= Sébastien Zamet (born 1549) =

French banker

Sébastien Zamet (1549 in Lucca - July 1614 in Paris) was an Italian-born French financier who held the title baron de Murat and de Billy.

==Life==
Born in Lucca, Tuscany, Sebastiano Zametti was the son of a shoemaker, perhaps a shoemaker himself. He came to France at a time when Catherine de' Medici surrounded herself with Italians who were seeking success or a career.

Zamet entered the service of the court of France as a valet to King Henry III and was noticed by the court for his playful and facetious character. Clever and available, he responded to all kinds of requests from the prince and the great ones. His talent and sometimes his intrigues enabled him to do business, especially in the field of salt speculation, and he became considerably wealthy. He became a naturalized French citizen in 1581.

He maintained good relations with the Catholic League and its lords, particularly with Charles, Duke of Mayenne. For the latter, in 1592, he took charge of negotiations to obtain his reconciliation with King Henry IV. Even if the transaction was not completely successful, Zamet obtained a truce in 1593, which earned him the goodwill of Henry IV. The relationship between the two men became increasingly close, not to say familiar.

King Henry IV would regularly visit the financier's mansion in Paris, the Hôtel Zamet, in the rue de la Cerisaic, where many people were received, particularly gentlemen looking for amorous and discreet appointments. Henri IV went there when he entered Paris and returned every time he wanted to amuse himself with new female conquests. Zamet, as always, fulfilled the king's every wish, even settling his love or gambling debts. Of course, the skillful financier received privileges and offices in return. He held the title of baron as engagist lord de Murat and de Billy. (Note: An engagist lord is a person who, as security for a loan or other benefit granted to the titular lord, receives the lordship as a pledge, receives during the whole period of the engagement all the revenues and exercises all the rights and powers belonging to the lord.)

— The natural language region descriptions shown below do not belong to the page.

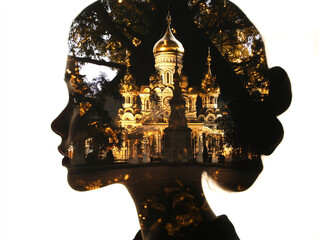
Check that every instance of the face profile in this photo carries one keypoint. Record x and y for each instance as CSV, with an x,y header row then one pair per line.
x,y
161,96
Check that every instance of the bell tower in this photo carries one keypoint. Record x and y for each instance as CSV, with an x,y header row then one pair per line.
x,y
165,55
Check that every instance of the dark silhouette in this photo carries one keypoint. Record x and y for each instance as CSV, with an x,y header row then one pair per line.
x,y
228,101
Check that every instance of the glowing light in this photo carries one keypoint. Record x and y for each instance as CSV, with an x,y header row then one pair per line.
x,y
126,177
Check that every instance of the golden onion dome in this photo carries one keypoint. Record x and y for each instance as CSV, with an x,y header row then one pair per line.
x,y
168,43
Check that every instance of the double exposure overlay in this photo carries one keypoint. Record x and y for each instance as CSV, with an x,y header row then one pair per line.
x,y
126,112
161,91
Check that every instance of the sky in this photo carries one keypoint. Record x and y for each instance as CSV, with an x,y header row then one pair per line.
x,y
35,199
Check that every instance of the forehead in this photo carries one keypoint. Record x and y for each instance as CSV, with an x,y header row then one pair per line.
x,y
102,34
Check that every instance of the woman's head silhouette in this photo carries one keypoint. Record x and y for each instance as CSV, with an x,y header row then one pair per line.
x,y
171,95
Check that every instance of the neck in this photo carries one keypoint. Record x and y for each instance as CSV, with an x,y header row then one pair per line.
x,y
170,202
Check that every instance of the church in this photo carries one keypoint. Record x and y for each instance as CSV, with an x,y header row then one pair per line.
x,y
153,132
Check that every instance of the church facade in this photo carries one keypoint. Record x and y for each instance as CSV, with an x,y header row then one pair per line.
x,y
146,114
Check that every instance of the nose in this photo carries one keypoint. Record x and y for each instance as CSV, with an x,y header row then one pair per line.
x,y
60,125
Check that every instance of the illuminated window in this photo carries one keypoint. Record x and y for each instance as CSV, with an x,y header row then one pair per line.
x,y
147,105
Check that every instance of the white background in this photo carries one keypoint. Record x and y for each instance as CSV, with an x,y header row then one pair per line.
x,y
36,201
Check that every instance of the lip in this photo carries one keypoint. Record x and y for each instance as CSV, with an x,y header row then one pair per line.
x,y
66,161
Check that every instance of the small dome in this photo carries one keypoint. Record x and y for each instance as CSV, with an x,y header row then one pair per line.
x,y
168,43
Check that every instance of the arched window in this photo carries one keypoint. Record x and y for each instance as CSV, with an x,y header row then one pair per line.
x,y
147,104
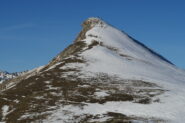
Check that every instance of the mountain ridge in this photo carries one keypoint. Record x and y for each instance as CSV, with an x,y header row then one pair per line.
x,y
103,76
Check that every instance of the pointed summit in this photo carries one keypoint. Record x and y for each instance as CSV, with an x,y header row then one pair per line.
x,y
89,24
104,76
92,21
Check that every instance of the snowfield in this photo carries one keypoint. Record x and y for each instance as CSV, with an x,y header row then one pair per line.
x,y
110,75
129,60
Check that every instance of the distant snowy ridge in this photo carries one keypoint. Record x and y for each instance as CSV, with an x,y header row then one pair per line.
x,y
104,76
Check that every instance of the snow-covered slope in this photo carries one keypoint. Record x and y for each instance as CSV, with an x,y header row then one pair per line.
x,y
5,75
104,76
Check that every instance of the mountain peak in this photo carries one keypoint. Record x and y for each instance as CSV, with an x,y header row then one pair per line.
x,y
92,21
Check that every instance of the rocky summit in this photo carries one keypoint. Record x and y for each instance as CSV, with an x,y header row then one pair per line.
x,y
104,76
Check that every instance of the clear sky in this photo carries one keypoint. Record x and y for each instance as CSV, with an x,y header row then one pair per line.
x,y
32,32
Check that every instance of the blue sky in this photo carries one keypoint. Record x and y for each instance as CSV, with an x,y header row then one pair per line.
x,y
33,32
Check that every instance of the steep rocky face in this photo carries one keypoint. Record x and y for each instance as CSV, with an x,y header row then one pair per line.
x,y
104,76
6,76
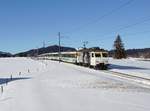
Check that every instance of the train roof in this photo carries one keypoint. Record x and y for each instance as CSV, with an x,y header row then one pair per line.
x,y
93,49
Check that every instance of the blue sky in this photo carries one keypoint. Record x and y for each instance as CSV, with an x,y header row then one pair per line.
x,y
25,24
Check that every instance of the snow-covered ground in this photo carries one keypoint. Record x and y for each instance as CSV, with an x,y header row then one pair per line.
x,y
131,66
53,86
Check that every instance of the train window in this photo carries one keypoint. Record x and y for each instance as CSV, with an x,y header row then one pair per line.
x,y
104,54
92,54
97,55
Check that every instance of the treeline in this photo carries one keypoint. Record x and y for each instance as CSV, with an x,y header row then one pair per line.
x,y
144,53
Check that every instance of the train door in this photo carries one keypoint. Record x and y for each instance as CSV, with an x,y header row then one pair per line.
x,y
92,59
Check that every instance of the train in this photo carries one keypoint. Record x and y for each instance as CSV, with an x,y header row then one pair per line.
x,y
97,59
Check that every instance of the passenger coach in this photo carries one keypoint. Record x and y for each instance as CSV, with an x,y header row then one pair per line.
x,y
96,58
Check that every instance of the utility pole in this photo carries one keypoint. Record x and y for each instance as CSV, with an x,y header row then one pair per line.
x,y
43,44
59,47
84,44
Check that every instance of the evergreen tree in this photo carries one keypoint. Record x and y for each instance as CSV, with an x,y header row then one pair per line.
x,y
119,50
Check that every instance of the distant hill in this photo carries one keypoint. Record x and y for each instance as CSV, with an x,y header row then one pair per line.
x,y
48,49
145,52
5,54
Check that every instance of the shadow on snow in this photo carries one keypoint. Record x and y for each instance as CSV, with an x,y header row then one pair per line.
x,y
7,80
114,66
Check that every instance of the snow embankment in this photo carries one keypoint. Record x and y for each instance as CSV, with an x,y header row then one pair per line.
x,y
131,66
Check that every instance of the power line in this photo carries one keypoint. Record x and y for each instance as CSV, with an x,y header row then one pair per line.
x,y
105,15
128,26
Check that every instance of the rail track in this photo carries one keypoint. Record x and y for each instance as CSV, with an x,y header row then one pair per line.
x,y
137,79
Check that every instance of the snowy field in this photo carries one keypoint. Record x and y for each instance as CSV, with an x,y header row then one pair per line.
x,y
131,66
53,86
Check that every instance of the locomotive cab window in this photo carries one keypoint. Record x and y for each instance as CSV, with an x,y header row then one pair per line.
x,y
105,54
97,55
92,54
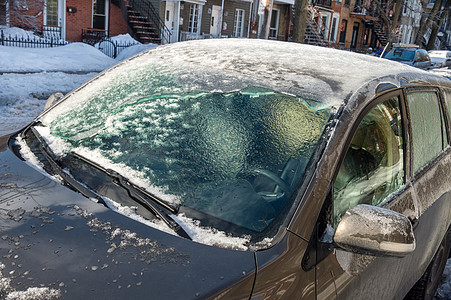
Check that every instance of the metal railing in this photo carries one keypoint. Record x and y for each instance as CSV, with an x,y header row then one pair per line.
x,y
113,48
106,45
146,9
30,42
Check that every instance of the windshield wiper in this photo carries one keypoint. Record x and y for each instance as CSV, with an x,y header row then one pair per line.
x,y
69,180
136,193
152,203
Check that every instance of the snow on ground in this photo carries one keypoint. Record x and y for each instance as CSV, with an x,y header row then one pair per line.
x,y
28,76
75,57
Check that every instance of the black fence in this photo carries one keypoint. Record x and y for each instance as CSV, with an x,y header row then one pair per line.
x,y
113,48
30,42
109,47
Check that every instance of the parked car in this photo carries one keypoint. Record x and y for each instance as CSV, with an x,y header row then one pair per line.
x,y
440,58
233,169
410,55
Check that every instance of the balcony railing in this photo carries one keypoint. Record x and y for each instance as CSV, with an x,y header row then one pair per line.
x,y
323,3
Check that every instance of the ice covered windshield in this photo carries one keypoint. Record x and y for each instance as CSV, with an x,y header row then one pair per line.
x,y
233,154
401,54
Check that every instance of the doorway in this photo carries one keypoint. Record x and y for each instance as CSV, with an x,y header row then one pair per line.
x,y
215,28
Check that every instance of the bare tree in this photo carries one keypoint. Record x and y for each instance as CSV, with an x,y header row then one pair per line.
x,y
300,20
390,16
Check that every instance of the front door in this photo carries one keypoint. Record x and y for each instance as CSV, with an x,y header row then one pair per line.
x,y
215,28
54,19
99,14
355,34
170,20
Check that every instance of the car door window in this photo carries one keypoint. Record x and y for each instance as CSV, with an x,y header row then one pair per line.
x,y
448,101
373,167
427,128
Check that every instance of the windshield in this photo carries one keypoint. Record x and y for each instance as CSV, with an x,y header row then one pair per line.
x,y
401,54
234,155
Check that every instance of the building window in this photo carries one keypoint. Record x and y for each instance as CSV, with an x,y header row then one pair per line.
x,y
274,26
51,13
99,14
238,26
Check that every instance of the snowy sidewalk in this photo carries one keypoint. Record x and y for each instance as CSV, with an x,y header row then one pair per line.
x,y
28,76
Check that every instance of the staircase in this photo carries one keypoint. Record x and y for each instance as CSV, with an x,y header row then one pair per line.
x,y
143,29
312,31
313,34
144,21
380,33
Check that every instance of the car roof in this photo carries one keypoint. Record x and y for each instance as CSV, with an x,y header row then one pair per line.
x,y
326,75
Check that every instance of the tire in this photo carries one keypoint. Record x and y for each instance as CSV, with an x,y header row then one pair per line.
x,y
427,285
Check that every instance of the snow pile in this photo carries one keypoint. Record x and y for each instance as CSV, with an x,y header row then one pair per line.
x,y
18,32
75,57
132,50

In 1599, Gabrielle d'Estrées, mistress and favourite of the king, came to refresh herself at Zamet's hotel and died of apoplexy. Rumor has it that she was poisoned there. Although this hypothesis seems unlikely, it gained momentum from various factors, including the statements of the beautiful Gabrielle, who had complained of being poisoned just before her death, and the fact that Marie de Médicis stayed in the hotel when she arrived in Paris in February 1600 to marry Henri IV.

Zamet remained in the confidence of Queen Marie even after the assassination of Henry IV in 1610. She used to dine with him. He continued to render her the services he had offered all his life to monarchs and powerful people. He was adviser to the king, governor of the Château de Fontainebleau, and finally superintendent of the house of the queen's mother.

==Family==
He married Madeleine Leclerc du Tremblay who gave him two children:
- Jean Zamet, baron of Murat and Billy, mestre de camp of the regiment of Picardie then marshal of camp and died at the siege of Montpellier on 8 September 1622.
- Sébastien Zamet, bishop of Langres.

He died in Paris on 14 July 1614.

== Bibliography ==
- Olivier Giron, « De la cordonnerie de Lucques à la baronnie de Billy ou le destin de Sébastien Zamet », Bulletin de la Société d'émulation du Bourbonnais, 64, 4th trimester of 1988, .
- Michaud, Biographie universelle, ancienne et moderne, Paris, 1828.
- Jean-Baptiste Ladvocat, Dictionnaire historique et bibliographique, Paris, 1822.